One conclusion I've come to is that fastest execution speed isn't necessarily the prime objective when lots of Hub access is involved as with a VM, but it's hard to quantify or put to the test.
PS : Three VM's; Spin, LMM and Thumb but they are all of a muchness. Good luck with your own ( and the same for everyone else ). I can tell you it sure does feel good to get something off paper and running. Once one's done the rest seem to tumble out of the bag.
Post Edited (hippy) : 1/3/2008 4:56:46 PM GMT
As an acid-test benchmark, I believe one must compare LMM and PASM without hub-access instructions. Here's the tightest loop in your VM:
Because the rdlong misses its appointment with the hub each time around, it has to resynchronize, which means each loop takes 32 clocks. That's eight instruction times, leaving a best-case hubless execution ratio of 1:8. A 1:6 ratio is simply not possible without the equivalent PASM program being hobbled by non-optimum hub accesses.

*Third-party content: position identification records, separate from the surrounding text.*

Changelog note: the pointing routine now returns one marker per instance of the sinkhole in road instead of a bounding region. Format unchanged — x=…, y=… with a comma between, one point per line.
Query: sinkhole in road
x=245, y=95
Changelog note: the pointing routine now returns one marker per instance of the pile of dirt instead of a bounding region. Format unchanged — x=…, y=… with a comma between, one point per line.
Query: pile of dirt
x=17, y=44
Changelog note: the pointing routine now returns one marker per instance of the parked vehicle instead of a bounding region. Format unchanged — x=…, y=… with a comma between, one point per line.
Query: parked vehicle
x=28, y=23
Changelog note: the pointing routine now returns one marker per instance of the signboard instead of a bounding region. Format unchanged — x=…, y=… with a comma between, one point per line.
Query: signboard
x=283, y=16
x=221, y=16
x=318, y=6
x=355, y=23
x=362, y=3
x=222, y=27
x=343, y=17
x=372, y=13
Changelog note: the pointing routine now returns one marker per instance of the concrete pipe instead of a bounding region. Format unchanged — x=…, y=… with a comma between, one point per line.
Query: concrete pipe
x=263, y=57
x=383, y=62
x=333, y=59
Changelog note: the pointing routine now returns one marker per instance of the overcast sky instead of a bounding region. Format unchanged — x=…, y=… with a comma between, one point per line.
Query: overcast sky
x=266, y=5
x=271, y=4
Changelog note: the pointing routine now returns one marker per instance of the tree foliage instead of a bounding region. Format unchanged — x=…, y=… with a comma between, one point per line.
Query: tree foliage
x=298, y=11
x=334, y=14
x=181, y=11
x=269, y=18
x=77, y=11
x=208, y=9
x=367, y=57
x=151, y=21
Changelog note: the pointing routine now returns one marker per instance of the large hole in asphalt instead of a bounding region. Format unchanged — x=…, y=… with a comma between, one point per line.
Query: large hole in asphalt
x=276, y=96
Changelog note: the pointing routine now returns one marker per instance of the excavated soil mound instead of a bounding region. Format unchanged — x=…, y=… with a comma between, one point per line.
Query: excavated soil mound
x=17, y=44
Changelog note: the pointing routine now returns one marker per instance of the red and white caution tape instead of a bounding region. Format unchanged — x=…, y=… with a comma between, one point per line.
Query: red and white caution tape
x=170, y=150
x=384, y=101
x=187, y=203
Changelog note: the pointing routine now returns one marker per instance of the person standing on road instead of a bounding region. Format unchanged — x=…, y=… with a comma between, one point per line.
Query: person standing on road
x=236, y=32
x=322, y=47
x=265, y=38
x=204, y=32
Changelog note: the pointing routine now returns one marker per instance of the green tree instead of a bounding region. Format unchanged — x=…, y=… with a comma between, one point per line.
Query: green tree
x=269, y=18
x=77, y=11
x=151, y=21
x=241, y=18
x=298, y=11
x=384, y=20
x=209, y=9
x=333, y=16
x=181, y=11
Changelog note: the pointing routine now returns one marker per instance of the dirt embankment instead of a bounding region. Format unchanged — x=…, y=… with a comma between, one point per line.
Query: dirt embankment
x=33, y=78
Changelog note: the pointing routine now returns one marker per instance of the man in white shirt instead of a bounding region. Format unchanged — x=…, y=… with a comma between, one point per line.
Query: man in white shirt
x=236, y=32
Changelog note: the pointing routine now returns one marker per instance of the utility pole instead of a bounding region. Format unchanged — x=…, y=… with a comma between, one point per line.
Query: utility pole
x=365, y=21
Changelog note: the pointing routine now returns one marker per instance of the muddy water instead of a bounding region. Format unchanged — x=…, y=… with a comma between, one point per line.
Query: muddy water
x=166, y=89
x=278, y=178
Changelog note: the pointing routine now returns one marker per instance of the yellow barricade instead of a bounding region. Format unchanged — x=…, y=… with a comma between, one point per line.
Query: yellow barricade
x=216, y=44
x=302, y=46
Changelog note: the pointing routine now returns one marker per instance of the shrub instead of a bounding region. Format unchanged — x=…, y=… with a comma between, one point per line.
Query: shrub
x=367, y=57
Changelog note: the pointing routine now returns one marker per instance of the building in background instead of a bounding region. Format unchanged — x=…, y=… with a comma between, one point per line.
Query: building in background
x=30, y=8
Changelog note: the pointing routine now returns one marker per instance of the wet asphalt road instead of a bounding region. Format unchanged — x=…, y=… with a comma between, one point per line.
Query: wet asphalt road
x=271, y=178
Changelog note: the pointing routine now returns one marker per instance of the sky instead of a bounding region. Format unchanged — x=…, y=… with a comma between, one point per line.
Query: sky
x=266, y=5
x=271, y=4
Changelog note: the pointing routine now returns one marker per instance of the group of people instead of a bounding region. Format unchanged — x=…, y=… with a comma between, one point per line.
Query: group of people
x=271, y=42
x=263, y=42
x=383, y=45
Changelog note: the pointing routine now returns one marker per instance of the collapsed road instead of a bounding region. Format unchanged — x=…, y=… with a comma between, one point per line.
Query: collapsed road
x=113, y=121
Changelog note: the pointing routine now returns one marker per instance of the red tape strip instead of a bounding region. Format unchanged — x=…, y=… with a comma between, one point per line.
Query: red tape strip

As Bill Henning points out in his germinal LMM post, one could inline a bunch more rdlong/add/nop triads to the loop to boost efficiency; but in the end, that jmp will always add an extra hub cycle.
-Phil
When analysing ("looking through", to be honest) some PASM programs I find a relation of 12 COG to one HUB instruction, very few JMPRETs, but adding DJNZs and other JMPs this adds up to even more than the HUB quota, maybe 2 per 12 instructions.

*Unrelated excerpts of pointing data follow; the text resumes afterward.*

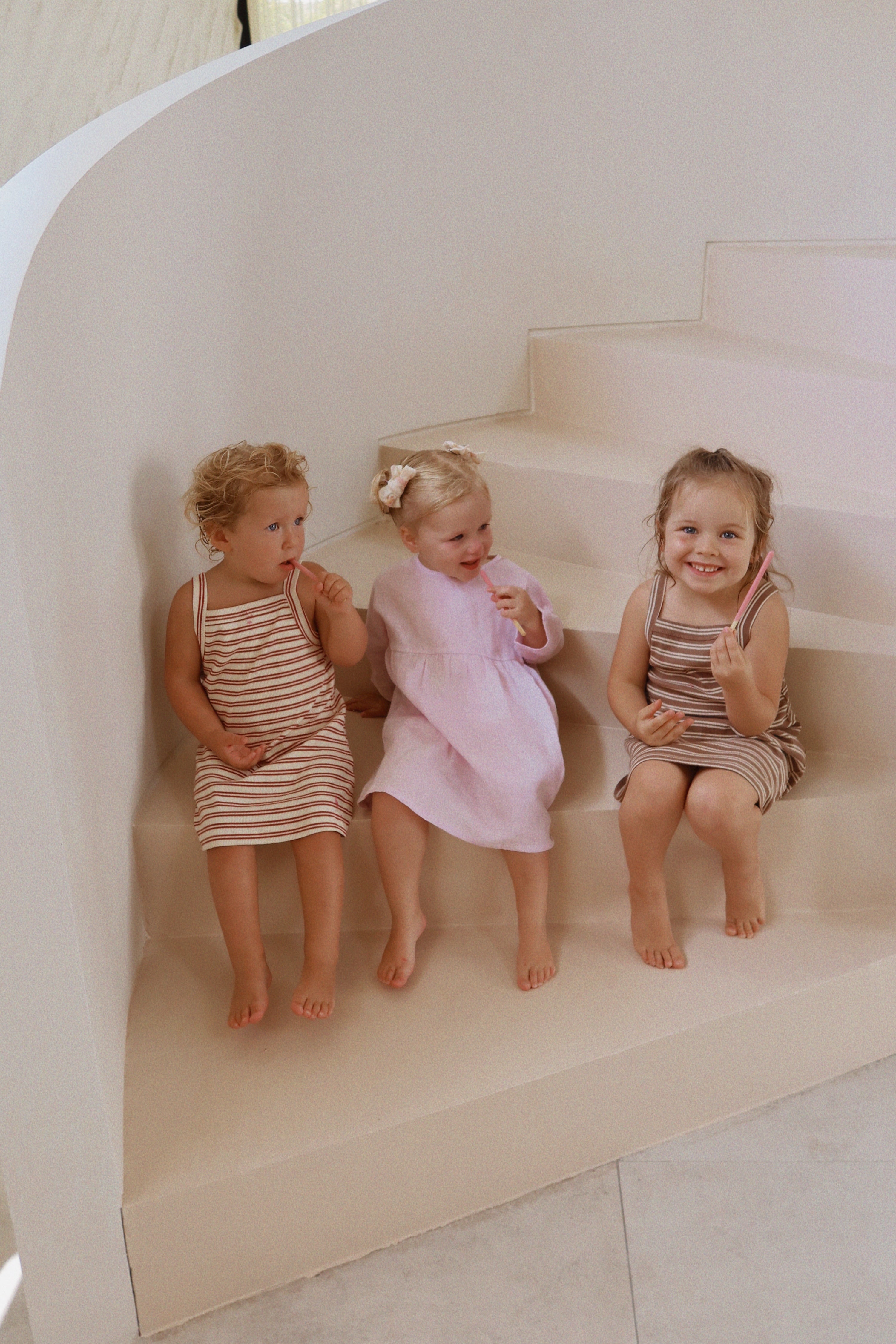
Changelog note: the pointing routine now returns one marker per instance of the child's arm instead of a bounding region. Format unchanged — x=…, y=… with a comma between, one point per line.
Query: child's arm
x=628, y=679
x=191, y=705
x=339, y=625
x=542, y=633
x=375, y=705
x=751, y=678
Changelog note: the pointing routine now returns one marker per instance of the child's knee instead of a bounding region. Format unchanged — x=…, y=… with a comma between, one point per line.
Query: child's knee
x=719, y=806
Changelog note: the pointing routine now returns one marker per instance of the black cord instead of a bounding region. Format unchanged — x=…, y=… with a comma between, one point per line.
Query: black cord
x=242, y=14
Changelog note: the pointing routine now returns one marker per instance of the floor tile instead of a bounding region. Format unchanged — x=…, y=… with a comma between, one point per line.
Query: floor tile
x=762, y=1252
x=849, y=1119
x=550, y=1265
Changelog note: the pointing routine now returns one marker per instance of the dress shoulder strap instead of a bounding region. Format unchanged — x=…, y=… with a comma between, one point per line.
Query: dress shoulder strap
x=760, y=599
x=201, y=603
x=655, y=605
x=299, y=611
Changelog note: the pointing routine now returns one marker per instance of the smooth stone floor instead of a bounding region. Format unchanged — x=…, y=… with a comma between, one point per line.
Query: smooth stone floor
x=777, y=1228
x=15, y=1327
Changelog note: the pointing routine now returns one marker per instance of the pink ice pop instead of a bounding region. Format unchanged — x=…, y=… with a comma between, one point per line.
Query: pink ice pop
x=753, y=589
x=491, y=588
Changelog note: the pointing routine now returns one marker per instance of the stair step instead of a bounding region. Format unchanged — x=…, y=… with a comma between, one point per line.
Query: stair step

This is difficult to count, as you have to consider the number of loop cycles, and viable results can only be established by a simulator. There are PASM programs which have a much lower HUB quota... The HUB instructions are generally sync-tuned, but let's assume they take an average of 14 ticks (3.5 standard instructions)
12 PASM instructions will thus take 11*4 + 1*14 = 58 Ticks
12 LMM instructions will take 12*32 + 2*20 = 424 Ticks (I have counted 5 extra instructions for LMM"Pseudocode")

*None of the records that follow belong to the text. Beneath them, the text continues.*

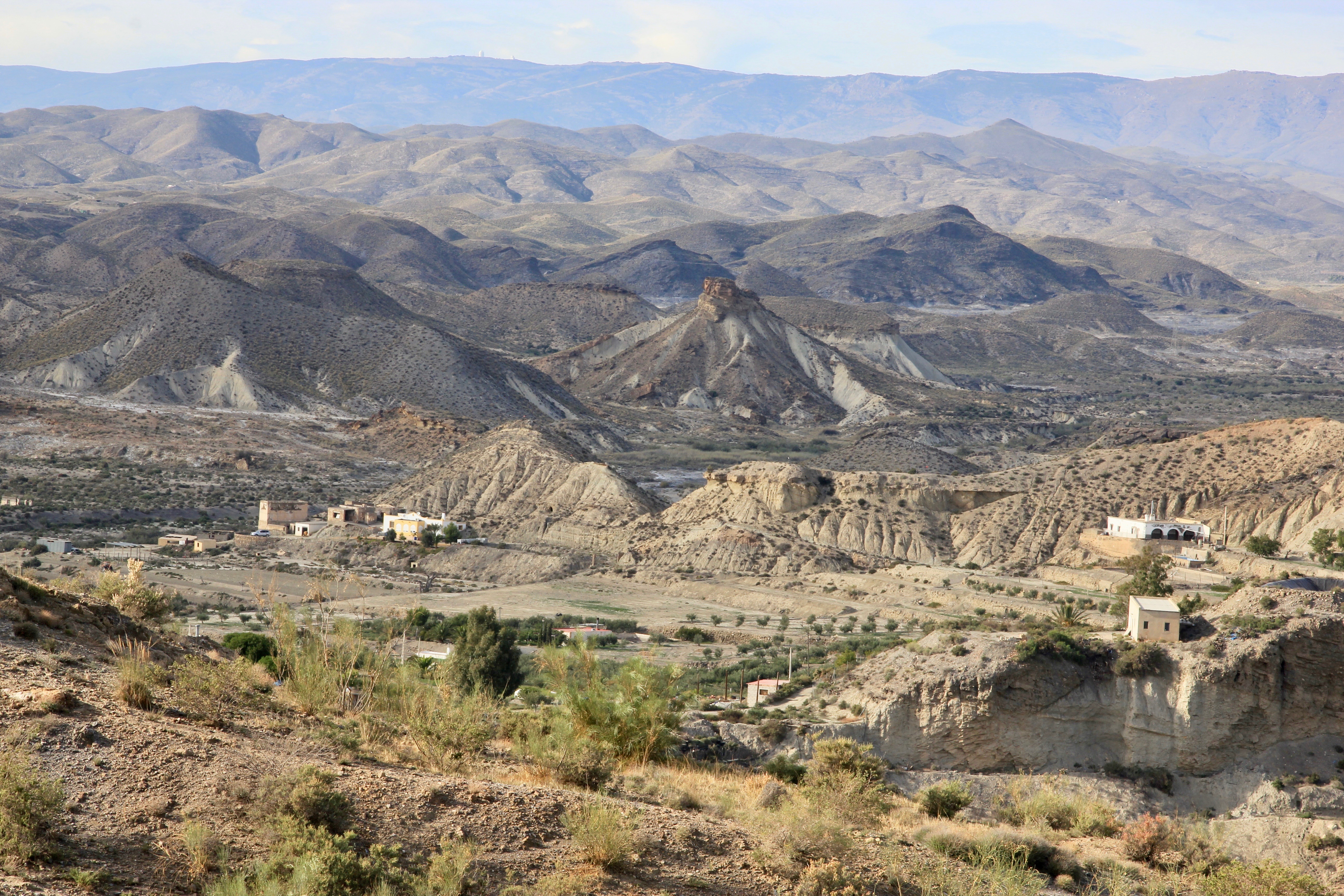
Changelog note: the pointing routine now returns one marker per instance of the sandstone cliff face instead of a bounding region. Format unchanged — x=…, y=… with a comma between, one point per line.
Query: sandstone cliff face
x=734, y=355
x=1275, y=477
x=990, y=712
x=529, y=484
x=789, y=518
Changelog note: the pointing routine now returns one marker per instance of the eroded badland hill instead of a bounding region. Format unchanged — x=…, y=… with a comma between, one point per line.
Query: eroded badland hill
x=318, y=457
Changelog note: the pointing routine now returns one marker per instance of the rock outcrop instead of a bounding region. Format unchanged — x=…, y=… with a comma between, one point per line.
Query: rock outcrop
x=987, y=711
x=730, y=354
x=529, y=484
x=787, y=518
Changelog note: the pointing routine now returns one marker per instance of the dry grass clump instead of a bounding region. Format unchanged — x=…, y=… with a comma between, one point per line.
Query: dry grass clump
x=922, y=874
x=131, y=596
x=1263, y=879
x=450, y=870
x=601, y=835
x=138, y=674
x=1171, y=844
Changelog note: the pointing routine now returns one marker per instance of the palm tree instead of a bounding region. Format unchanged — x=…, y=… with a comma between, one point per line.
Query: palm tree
x=1069, y=616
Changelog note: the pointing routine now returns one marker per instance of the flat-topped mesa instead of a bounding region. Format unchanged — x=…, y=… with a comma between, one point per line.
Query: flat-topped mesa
x=724, y=296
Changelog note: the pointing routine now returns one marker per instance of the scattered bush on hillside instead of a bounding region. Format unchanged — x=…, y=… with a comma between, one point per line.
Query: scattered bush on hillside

This is the ratio to be expected: LMM/PASM = 424/58 = 7.4
This leaves ample space for manipulation: More JMPs and JMPRETs will charge the LMM, more HUB instructions will charge PASM, as the LMM gets them "for free".
Post Edited (deSilva) : 1/13/2008 5:12:07 AM GMT
Thanks Phil. I really should do some reading up on Propeller instruction timings.
The interesting thing is that with utilising some LMM handling ( using that loop ) in my other SpinVM, the penalty didn't seem to be as bad as I was expecting compared to when no LMM was used.
Calls into the kernel from this loop automatically have some 'spare cycles' to work in which would otherwise be wasted, so a kernel call could add no noticeable overhead, or show less overhead than it actually has. That fits with what I've observed, and is also what makes it so very hard to determine how much less efficient LMM is than raw PASM in practice.
That also explains why using Thumb-style LMM ( where a fetched 16-bit wordcode is converted to PASM instruction ) using the same loop is no less efficient than 32-bit LMM, because it utilises those very same wasted cycles; each gets the next hub access at the same rate regardless of the extra intervening processing.
So, if maximum speed is required, 32-bit LMM and unroll that loop, if it's not required, then 16-Bit Thumb-syle LMM don't unroll the loop and it doubles code capacity with no loss of speed over 32-bit LMM.